Climactic late kick offs acquire a life of their own. The wait is interminable, and doubt burrows into the brain. Darkness accentuates the mood and emphasises the drama. The temperature soars, and doesn’t need the indulgence of wrapping the home team in the flag.
The carefully choreographed march into the dressing room has become rugby’s Trooping of the Colour. Last night’s greeting for the England squad was more voluble than last week’s reception before the loss to Wales. Australia were booed and whistled like pantomime villains.
Lancaster cut an ominously isolated figure in the warm up, standing alone under the posts, poker-faced. Robshaw occupied himself in the final seconds before kick off by tying his right bootlace, as if trying to postpone his appointment with destiny.
For Lancaster’s squad this World Cup is not a short term thing; it is a lifetime thing. They have been ambushed by the reality of expectation, which has also transformed England’s football and cricket teams into neurotic, self-defeating wrecks.
Judged dispassionately, a tall order on such a night the threat was manageable. Australia had been beaten on their two previous visits to Twickenham, and had other demons to subdue, in the form of memories of defeat by England in the 2003 final and 2007 quarter-final.
Machismo demanded England’s forwards respond to their descent into indisciplined incoherence against Wales. Australia, duly forewarned, arrived forearmed, with the heavier pack which established initial dominance.
They wheeled the first two scrums, and England had cause to be grateful for Mike Brown’s bone-jarring, try-saving tackle on Israel Folau. They were beaten consistently at the breakdown, surrendered invaluable possession, and succumbed to the territorial pressure halfway through the first half.
The fifth phase of Australia’s attack was set up by a mesmerising offload by Will Genia, which gave Bernard Foley the scope to make the most of a three on two advantage. Australia’s fly-half kicked immaculately, and scored a second try five minutes from half-time with another brilliant flash of finishing.
No team in World Cup history has retrieved a 14 point deficit, yet England trusted the gameplan, and spent the interval studying video clips in the dressing room. That image of calm lasted as long as it took Jonny May to pull a calf muscle sprinting on to the pitch for the restart.

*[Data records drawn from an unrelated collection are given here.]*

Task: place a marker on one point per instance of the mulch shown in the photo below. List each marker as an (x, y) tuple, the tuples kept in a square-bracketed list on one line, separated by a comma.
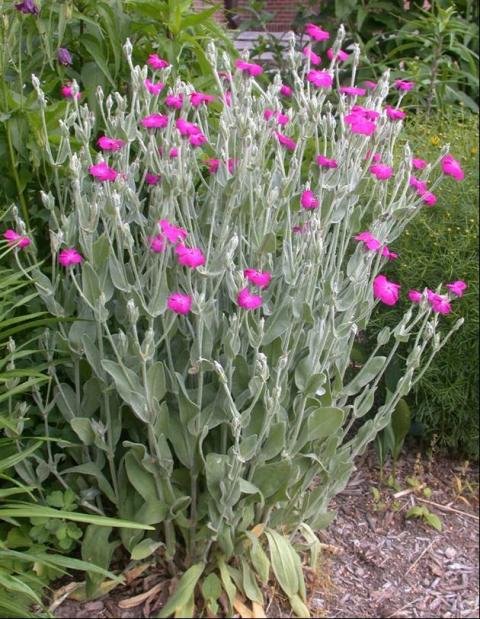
[(375, 562)]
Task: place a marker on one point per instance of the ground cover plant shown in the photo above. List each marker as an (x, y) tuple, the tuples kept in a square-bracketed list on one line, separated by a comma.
[(219, 258)]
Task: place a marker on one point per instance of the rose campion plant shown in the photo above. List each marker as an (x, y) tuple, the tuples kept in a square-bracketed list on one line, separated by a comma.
[(212, 408)]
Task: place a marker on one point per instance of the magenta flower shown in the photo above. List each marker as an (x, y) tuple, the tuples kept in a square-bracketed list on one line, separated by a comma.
[(403, 85), (286, 141), (187, 128), (394, 114), (429, 198), (179, 303), (320, 79), (457, 288), (419, 185), (440, 304), (157, 243), (311, 55), (103, 172), (156, 62), (155, 121), (189, 257), (325, 162), (69, 257), (249, 67), (341, 56), (369, 240), (415, 296), (315, 32), (67, 92), (174, 101), (381, 171), (452, 167), (197, 139), (258, 278), (173, 234), (64, 56), (308, 200), (27, 6), (247, 300), (16, 240), (106, 143), (152, 179), (352, 91), (198, 98), (386, 291), (154, 89)]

An Anthony Watson try, converted by Owen Farrell, rewarded some desperate belligerence, but once Farrell was sent to the sin bin with ten minutes remaining hope ebbed away. Matt Giteau, his victim, exacted appropriate revenge by scoring the last try in the game’s final flourish.
Lancaster recoiled in horror - a mocking chorus of Waltzing Matilda from the stand was mild compared to the booing which greeted his post-match interview. Winners write their own history, and losers sign their own death warrant.